Das sei Ergebnis der Strategie der “teilweise individualisierten” Dienstleistungen, die Firmenchef Michael Dell schon seit Monaten propagiert. Ihm geht es darum, den Kunden zu einem besseren Netzwerk-Design zu verhelfen sowie die Hardware vernünftig zu installieren: Desktops, Notebooks, Workstations, Server, aber auch Switches, Storage-Systeme, Software und Peripheriegeräte sollen besser aufeinander eingestellt werden, so das erklärte Ziel der Texaner.

Außerdem will Dell die Idee des E-Learning da einsetzen, wo es bisher noch niemand vermutet hat: Die IT-Verantwortlichen oder Geschäftsführer von kleinen Unternehmen sollen sich über Online-Kurse mit den Produkten, vor allem den Anwendungen, vertraut machen können. Das ‘Business Professional Training’ steht für eine Jahresgebühr von rund 100 Dollar im neuen Dienstleistungskatalog von Dell.

Für Aufsehen sorgt derzeit aber auch der Internetdienstleister Yahoo, der schon jetzt eine fast unüberschaubare Zahl von Services anbietet. Hinzukommen soll jetzt ein Hosting-Dienst, der die kleinen Anbieter in den USA offenbar bereits das Fürchten lehrt.

Für monatliche Gebühren von 12, 20 oder 40 Dollar ist ein Webhosting zu bekommen, das in der Professional-Ausführung auch PHP und MySQL unterstützen soll. Marktbeobachter rechnen damit, dass Yahoo in der Zielgruppe der KMUs den Vorteil seines bekannten Markennamens auspielen und sich einen großen Teil des Markts sichern kann. Dienstleister wie XO Communications, Verio und Interland äußerten sich bereits überrascht zu den Yahoo-Plänen.

Umfragen zufolge wäre etwa ein Drittel aller KMUs in den USA einem Wechsel zu Yahoo nicht abgeneigt. Kritiker meinen allerdings, dass Yahoo bereits zu groß sei und der Kundenservice daher nicht so gut sein könne wie beim kleineren Hosting-Dienstleister um die Ecke.

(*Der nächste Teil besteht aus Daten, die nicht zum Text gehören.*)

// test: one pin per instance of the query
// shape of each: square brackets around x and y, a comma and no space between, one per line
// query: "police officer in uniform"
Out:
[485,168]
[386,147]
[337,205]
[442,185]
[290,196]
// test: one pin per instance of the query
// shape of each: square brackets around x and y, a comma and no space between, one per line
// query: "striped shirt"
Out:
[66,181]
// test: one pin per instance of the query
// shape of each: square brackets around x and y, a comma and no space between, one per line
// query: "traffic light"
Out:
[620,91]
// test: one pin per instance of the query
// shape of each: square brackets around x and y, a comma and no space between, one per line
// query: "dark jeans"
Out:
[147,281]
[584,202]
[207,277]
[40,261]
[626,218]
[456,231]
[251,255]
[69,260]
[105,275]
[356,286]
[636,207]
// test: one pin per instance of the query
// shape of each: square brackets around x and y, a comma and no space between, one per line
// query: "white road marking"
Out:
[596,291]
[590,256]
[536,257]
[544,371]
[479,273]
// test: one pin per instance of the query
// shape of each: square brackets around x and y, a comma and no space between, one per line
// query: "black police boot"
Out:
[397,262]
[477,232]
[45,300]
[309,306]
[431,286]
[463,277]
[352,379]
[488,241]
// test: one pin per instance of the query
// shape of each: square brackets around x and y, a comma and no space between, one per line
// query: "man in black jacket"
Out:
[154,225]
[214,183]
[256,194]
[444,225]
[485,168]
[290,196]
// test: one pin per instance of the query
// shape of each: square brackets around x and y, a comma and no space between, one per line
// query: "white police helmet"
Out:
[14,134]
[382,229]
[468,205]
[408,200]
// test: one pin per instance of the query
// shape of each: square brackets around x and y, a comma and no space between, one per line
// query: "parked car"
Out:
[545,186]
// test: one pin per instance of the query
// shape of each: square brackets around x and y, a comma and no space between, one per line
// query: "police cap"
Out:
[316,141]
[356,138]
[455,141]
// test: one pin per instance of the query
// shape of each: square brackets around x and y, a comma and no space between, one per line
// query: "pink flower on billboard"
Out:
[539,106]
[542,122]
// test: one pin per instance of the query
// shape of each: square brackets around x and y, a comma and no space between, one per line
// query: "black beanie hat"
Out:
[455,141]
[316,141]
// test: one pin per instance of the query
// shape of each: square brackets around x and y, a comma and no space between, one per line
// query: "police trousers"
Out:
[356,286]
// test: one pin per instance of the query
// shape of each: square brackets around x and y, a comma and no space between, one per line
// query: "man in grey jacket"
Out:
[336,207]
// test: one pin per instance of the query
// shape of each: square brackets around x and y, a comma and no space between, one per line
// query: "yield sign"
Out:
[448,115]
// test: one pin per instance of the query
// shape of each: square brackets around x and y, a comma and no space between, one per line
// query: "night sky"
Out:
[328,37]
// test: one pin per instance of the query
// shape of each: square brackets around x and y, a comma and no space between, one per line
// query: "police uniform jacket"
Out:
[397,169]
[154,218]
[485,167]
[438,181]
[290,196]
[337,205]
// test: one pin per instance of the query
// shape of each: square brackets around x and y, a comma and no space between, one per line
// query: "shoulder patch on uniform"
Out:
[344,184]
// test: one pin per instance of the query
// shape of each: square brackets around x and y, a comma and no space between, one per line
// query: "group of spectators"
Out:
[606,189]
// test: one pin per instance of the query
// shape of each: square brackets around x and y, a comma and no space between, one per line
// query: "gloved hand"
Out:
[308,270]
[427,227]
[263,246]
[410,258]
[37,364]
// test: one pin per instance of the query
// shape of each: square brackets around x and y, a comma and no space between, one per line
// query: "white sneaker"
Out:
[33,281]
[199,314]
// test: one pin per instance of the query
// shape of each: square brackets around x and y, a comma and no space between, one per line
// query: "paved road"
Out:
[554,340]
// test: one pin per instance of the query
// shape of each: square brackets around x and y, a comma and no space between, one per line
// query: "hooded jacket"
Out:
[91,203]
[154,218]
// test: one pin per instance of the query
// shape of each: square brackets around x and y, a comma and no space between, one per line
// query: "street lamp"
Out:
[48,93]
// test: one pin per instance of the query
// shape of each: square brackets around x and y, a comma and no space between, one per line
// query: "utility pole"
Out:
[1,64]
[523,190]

Hewlett-Packard schließlich will sich durch eine Partnerschaft mit Microsoft und dem ASP-Spezialisten Apptix neue Kunden bei den KMUs erschließen. Das Apptix-System für Application-Provisioning und -Management soll Grundlage des HP-Dienstes sein, mit dem der Kunde Microsofts Excange “on demand” erhält.

Im Paket sollen dann neben Mail-, Termin- und Kontaktdatenpflege auch Wireless Access, Storage und Desktop-Installations-Service enthalten sein. HP und Microsoft bemühen sich derzeit um Service-Provider, die ihren Kunden den neuen Dienst schmackhaft machen sollen.

Silicon meint: Na also, es geht doch. Da soll noch einer sagen, die großen IT-Dickschiffe würden sich um die Nöte der kleinen Unternehmen nicht kümmern. Fragt sich nur, ob damit wirklich Geld zu verdienen ist. Die Preise sprechen ja einerseits für eine gute Akzeptanz. Aber ob unterm Strich was übrigbleibt, dafür muss andererseits allein die Masse sorgen. Und: Sollte sich das Angebot der ganz Großen durchsetzen, dann ist schon jetzt klar, dass dabei kleinere Dienstleister unter die Räder kommen. Denn der Kleinunternehmer hat einfach nicht die Zeit, sich mit mehreren IT-Serviceprovidern herumzuschlagen. Er will möglichst viel ‘aus einer Hand’.